López Obrador no ha tardado en salir al paso de la renuncia, que ha aceptado. “Lo respeto. No está conforme con las decisiones que estamos tomando y nosotros tenemos el compromiso de cambiar la política económica que se venía imponiendo desde hace 36 años”, ha argumentado López Obrador, quien no ha obviado críticas veladas a Urzúa.

“Como es un cambio, una transformación, a veces no se entiende que no podemos seguir con las mismas estrategias. No se puede poner vino nuevo en botellas viejas.
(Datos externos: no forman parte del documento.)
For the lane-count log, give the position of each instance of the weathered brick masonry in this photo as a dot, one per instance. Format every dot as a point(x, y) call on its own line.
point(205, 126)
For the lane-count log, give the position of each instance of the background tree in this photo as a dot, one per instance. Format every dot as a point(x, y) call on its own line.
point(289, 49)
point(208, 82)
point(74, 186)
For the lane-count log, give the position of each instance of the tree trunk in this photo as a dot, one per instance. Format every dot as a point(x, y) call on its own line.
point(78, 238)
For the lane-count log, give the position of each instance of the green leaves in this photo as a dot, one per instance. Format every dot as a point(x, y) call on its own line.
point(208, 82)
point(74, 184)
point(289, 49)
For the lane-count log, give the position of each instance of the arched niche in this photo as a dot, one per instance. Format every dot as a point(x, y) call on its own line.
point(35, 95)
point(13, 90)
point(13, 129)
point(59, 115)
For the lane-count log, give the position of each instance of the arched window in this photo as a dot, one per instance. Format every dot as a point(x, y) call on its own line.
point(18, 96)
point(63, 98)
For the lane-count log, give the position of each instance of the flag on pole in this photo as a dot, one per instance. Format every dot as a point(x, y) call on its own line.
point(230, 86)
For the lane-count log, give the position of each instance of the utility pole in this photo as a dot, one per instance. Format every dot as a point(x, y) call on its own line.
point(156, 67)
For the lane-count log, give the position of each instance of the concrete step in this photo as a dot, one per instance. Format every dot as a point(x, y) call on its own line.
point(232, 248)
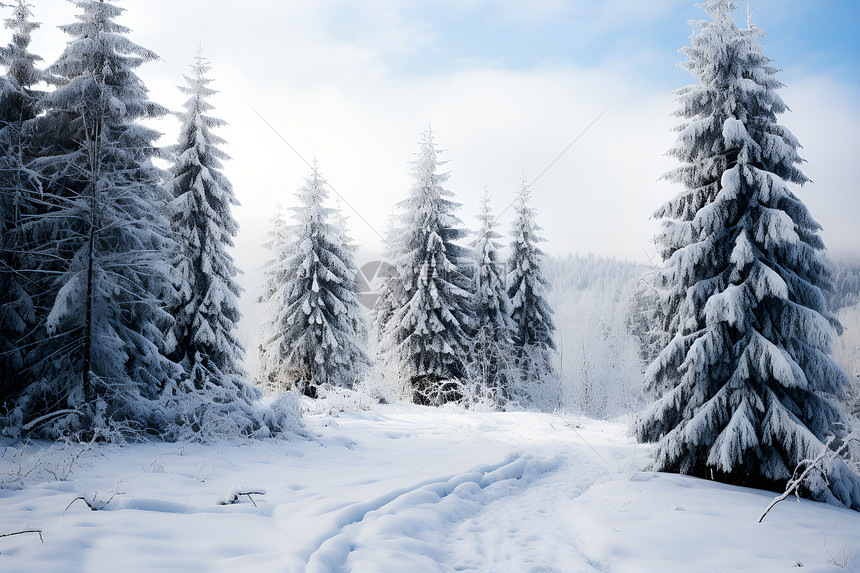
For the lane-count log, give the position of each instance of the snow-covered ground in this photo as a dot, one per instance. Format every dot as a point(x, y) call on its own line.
point(403, 489)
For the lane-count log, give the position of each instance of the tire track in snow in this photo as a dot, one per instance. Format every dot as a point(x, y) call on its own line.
point(389, 529)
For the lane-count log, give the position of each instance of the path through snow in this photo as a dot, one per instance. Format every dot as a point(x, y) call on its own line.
point(405, 489)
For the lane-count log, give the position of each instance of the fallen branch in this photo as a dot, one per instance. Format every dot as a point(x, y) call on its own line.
point(37, 531)
point(83, 499)
point(794, 483)
point(233, 497)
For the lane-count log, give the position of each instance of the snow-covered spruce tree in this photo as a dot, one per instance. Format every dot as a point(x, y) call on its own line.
point(101, 240)
point(491, 348)
point(18, 107)
point(205, 305)
point(425, 337)
point(527, 286)
point(316, 333)
point(744, 380)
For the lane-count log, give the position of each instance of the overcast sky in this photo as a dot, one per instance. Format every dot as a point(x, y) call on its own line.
point(506, 84)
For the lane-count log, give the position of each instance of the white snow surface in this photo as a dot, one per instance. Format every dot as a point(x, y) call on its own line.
point(402, 488)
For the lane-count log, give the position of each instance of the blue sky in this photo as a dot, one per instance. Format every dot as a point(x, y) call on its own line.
point(803, 36)
point(507, 85)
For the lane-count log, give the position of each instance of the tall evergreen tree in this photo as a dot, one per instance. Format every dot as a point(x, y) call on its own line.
point(101, 238)
point(316, 333)
point(18, 107)
point(205, 307)
point(491, 349)
point(744, 380)
point(425, 337)
point(527, 286)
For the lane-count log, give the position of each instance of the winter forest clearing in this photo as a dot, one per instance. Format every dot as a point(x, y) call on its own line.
point(444, 391)
point(405, 488)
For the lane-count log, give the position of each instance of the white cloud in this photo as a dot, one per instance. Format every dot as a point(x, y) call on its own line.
point(337, 99)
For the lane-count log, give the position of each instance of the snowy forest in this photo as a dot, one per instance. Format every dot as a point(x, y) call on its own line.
point(732, 357)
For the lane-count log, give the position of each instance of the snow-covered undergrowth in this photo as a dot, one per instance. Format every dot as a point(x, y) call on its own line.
point(401, 488)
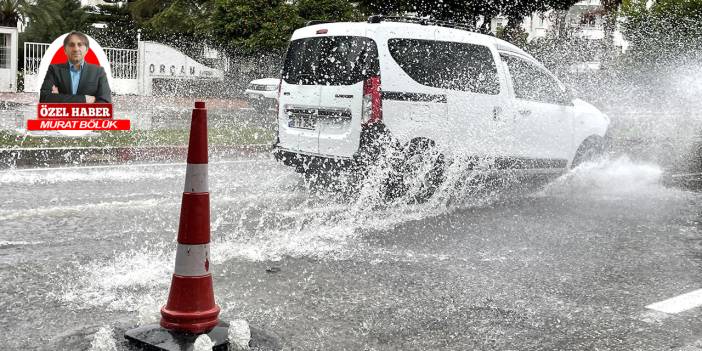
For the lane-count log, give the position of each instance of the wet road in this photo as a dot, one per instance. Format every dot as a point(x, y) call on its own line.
point(86, 253)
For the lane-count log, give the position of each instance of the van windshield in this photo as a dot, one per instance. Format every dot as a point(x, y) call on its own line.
point(330, 60)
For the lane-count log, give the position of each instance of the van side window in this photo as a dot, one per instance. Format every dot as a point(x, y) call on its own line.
point(447, 65)
point(530, 82)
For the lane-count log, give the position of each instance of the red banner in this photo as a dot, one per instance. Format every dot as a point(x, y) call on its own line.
point(78, 124)
point(74, 110)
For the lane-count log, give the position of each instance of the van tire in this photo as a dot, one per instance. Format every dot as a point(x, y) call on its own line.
point(418, 154)
point(591, 149)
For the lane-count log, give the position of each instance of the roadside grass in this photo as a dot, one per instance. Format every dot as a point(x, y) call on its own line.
point(140, 138)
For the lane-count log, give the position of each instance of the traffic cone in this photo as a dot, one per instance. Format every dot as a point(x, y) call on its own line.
point(191, 309)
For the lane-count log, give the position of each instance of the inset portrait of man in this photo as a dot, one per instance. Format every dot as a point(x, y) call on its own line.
point(75, 81)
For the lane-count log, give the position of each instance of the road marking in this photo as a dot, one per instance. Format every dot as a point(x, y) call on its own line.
point(130, 165)
point(679, 303)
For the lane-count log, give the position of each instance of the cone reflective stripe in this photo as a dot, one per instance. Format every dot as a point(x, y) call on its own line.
point(191, 307)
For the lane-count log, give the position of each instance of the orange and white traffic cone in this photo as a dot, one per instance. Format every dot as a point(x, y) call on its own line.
point(191, 309)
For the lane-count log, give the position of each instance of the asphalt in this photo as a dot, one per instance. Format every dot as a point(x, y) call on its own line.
point(87, 254)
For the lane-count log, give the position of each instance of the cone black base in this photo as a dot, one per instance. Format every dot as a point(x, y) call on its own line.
point(154, 337)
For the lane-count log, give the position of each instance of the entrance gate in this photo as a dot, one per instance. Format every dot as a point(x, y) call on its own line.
point(133, 71)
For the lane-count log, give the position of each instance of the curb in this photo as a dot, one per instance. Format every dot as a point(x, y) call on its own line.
point(44, 157)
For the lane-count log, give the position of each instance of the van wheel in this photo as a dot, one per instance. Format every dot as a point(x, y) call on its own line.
point(423, 169)
point(592, 149)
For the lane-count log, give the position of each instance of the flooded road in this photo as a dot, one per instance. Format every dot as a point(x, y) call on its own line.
point(88, 252)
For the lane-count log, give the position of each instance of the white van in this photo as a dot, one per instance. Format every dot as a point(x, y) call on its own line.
point(426, 86)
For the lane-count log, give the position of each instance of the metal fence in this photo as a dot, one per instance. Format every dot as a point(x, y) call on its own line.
point(4, 51)
point(33, 52)
point(123, 62)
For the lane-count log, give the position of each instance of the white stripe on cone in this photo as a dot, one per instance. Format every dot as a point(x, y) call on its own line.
point(192, 260)
point(196, 178)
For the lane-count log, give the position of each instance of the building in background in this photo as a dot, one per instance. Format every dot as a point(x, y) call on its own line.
point(583, 20)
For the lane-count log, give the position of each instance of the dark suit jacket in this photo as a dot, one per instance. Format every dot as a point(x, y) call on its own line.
point(93, 81)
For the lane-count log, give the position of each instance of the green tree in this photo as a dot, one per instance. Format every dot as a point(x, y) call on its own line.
point(11, 11)
point(117, 27)
point(664, 30)
point(327, 10)
point(48, 19)
point(176, 22)
point(249, 26)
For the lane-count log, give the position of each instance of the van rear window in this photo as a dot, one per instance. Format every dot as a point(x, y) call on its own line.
point(447, 65)
point(330, 60)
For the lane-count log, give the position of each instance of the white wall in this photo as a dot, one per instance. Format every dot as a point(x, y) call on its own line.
point(8, 76)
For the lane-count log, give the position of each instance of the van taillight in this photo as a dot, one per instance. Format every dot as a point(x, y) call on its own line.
point(372, 101)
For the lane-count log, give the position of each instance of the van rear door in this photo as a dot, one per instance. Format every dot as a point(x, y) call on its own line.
point(322, 95)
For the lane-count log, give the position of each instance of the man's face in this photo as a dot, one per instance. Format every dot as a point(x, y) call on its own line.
point(75, 49)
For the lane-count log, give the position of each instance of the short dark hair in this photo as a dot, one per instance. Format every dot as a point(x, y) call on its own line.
point(83, 38)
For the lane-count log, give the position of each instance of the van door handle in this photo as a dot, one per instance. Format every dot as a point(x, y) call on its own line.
point(496, 112)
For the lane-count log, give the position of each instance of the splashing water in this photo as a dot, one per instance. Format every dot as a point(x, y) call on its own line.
point(132, 281)
point(103, 340)
point(609, 178)
point(276, 217)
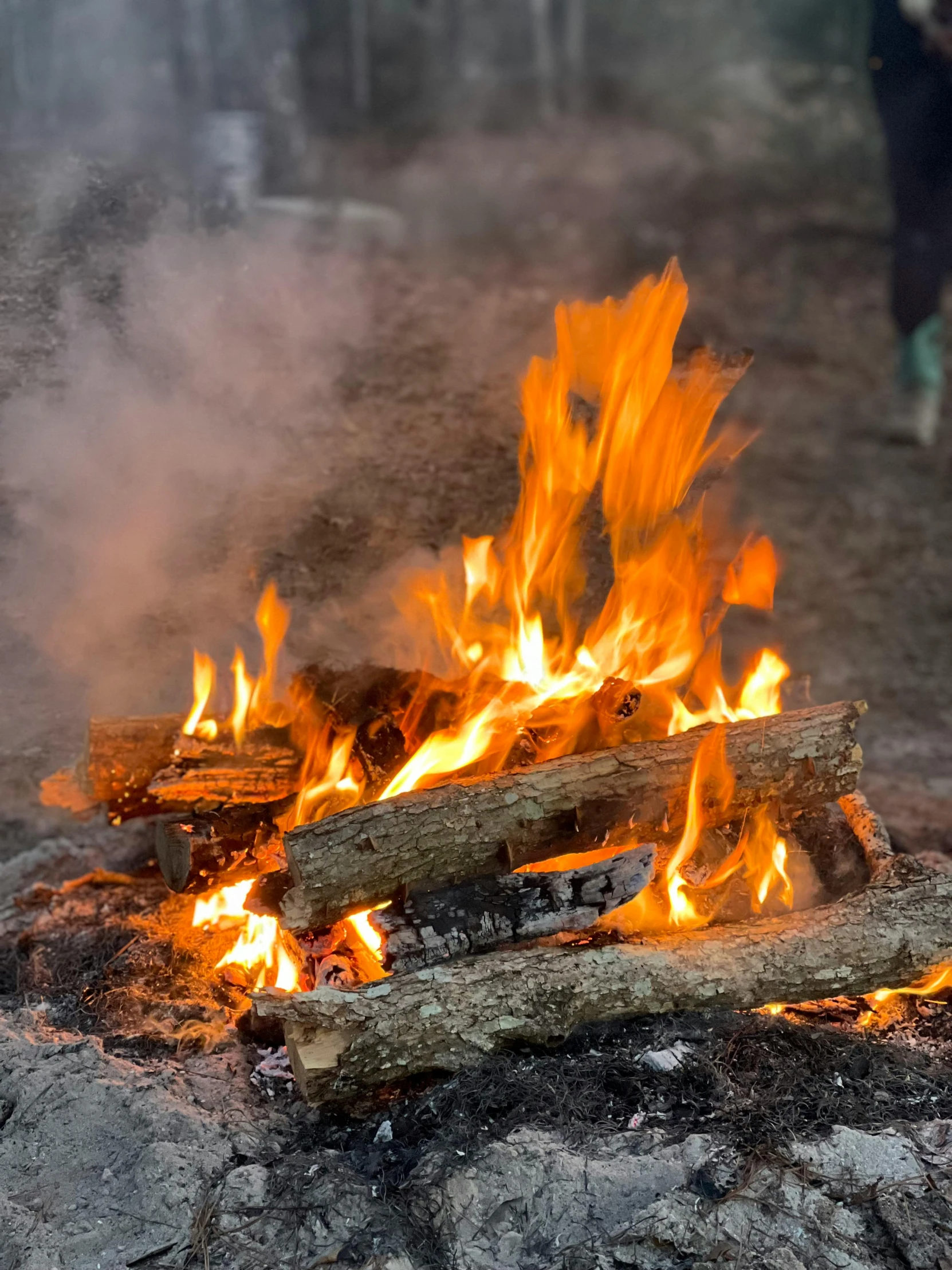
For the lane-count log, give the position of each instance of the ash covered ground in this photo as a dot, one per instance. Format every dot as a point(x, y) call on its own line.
point(784, 1142)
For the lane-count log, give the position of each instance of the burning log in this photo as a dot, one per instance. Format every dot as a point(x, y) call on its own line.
point(431, 926)
point(204, 773)
point(193, 850)
point(494, 825)
point(343, 1044)
point(124, 755)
Es cambio, transformación, no simulación, no es más de lo mismo”, ha asegurado, al tiempo que ha presentado a Arturo Herrera, quien ocupaba la subsecretaría, como nuevo secretario de Hacienda.

Herrera, cercano a Urzúa desde sus tiempos de alumno de maestría en el colegio de México, se presentó por la tarde ante los medios en una rueda de prensa, donde manifestó que durante su periodo en la secretaría no ha tenido ninguna cortapisa en la formación de mi equipo: “desconozco los detalles a los que se refería el secretario en su carta”, añadió con relación en las denuncias de Urzúa por intromisiones políticas durante su cargo. En cuanto a los objetivos macroeconómicos, subrayó la meta del 1% de superávit primario para final de año.